Plus, Sigma is poised to begin selling lithium to Warren Buffett-backed Chinese EV brand BYD, which is rushing to build factories in Brazil. The Tesla CEO is unlikely to want to share lithium supplies with a competitor, Vargas added.
The expert, who advises Bolivia’s government on its own lithium ambitions (the nation is home to the world’s largest deposits), predicted Sigma’s stock could leap 10% to 20% this year.
Meanwhile, Liontown could boost investors’ fortunes amid speculation that U.S. mining giant Albemarle (ALB could sweeten its $3.4 billion bid for the Australian start-up.
“The offer is ridiculously low,” quipped one analyst, adding that China’s Tianqi paid $3.4 billion for just 24% of Chilean producer SQM (SQM in 2018 while Sigma has a $3.8 billion market capitalization. “There is a 70% chance Albemarle will increase the offer.”

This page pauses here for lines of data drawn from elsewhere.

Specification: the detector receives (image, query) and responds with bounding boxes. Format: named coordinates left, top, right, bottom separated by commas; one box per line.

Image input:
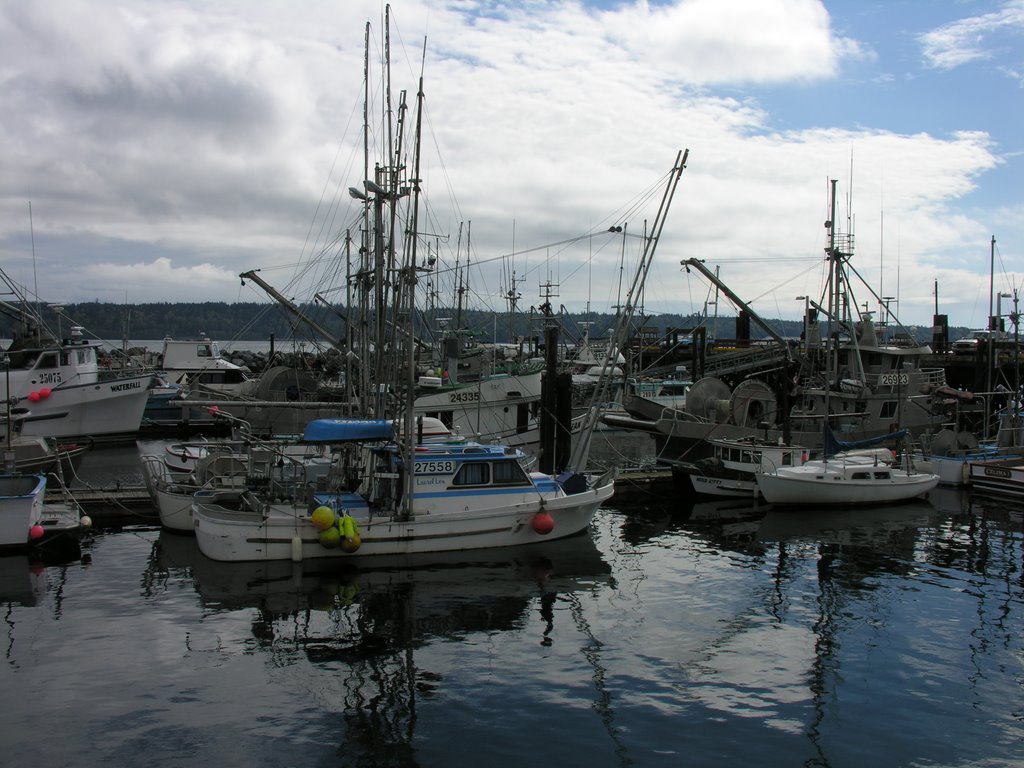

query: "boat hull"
left=193, top=481, right=614, bottom=562
left=756, top=465, right=939, bottom=506
left=967, top=458, right=1024, bottom=498
left=13, top=374, right=155, bottom=441
left=0, top=474, right=47, bottom=549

Albemarle is also under pressure to strike a deal amid speculation Chile’s government will nationalize its lithium industry, hurting its large operations in the mining-rich country, according to the analyst.

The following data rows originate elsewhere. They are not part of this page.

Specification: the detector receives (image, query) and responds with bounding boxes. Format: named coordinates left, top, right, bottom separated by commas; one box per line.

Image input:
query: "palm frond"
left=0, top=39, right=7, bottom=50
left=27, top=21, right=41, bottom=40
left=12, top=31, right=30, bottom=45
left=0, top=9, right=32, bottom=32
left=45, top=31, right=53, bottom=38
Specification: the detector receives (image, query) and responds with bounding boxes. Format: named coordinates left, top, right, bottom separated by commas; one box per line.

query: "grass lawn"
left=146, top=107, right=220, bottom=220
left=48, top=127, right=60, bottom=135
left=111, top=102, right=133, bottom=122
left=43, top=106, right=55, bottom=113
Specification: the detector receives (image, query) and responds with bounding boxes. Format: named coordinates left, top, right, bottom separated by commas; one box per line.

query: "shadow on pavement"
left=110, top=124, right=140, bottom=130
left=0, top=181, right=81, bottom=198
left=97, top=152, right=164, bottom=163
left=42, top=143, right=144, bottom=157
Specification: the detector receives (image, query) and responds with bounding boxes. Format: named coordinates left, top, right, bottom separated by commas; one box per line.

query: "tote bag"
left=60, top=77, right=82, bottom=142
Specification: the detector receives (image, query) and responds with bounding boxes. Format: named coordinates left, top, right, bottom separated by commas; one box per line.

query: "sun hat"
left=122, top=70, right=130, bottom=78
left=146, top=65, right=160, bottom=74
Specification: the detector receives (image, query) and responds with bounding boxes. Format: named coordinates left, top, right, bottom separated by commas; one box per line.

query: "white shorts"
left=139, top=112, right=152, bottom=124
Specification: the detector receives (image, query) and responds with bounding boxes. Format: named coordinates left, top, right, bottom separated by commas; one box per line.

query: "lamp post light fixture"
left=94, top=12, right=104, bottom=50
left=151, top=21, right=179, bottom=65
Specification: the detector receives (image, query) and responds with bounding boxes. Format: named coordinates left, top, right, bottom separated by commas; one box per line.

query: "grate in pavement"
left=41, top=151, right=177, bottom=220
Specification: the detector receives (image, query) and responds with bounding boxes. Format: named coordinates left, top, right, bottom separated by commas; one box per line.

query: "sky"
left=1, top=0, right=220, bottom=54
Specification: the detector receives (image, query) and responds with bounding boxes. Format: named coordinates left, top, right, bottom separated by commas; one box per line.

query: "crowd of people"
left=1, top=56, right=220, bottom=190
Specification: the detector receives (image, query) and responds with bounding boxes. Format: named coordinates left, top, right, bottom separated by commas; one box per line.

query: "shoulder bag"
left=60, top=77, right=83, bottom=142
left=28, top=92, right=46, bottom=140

Despite its challenges, some investors think Albemarle can do well.
For starters, the firm is set to benefit from Washington’s EV subsidies handing as much as $7,500 in tax credits to drivers who purchase a vehicle made from American-sourced metals or batteries, according to investment manager Gerber Kawasaki.
Albemarle, for which analysts see a 58% upside from its current price of just under $200 a share, is also rapidly expanding its U.S. operations. It recently announced it will invest over $1.3 billion to build a new lithium hydroxide processing facility in South Carolina. The site will churn out 50,000 metric tons of the silver-white metal, enough to support the production of 2.4 million electric cars per year.
Lithium Americas, SQM
Albemarle runs the U.S.’s sole lithium site. This, coupled with a low valuation and an attractive dividend, make it an attractive investment choice, according to Gerber Kawasaki’s Co-Founder and President Ross Gerber.

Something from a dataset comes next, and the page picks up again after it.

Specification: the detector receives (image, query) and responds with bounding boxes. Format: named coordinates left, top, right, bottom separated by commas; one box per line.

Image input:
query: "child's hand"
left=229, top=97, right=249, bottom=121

He also likes rival Lithium Americas (LAC after General Motors (GM announced a $650 million investment to help it accelerate its Tacker Pass project in Humboldt County, Nevada to supply the struggling car maker with batteries for up to 1 million EVs annually.
“GM is pretty inexperienced [in EV raw materials] so teaming with Lithium Americas is a smart move,” Gerber noted. Securing cheap batteries is also becoming increasingly crucial as EV suppliers cut prices. “Owning a piece of the vertical supply chain is a huge advantage,” added Gerber.
The Los Angeles-based investor is also watching SQM, Chile’s leading lithium producer which has a government supply contract that makes it very profitable, Gerber noted. Shares are down 10% this year, making a dip buy an attractive bet. The company also has an impressive 7.44% dividend yield. Last year, SQM delivered a 770% revenue jump to $8.15 billion from its lithium business.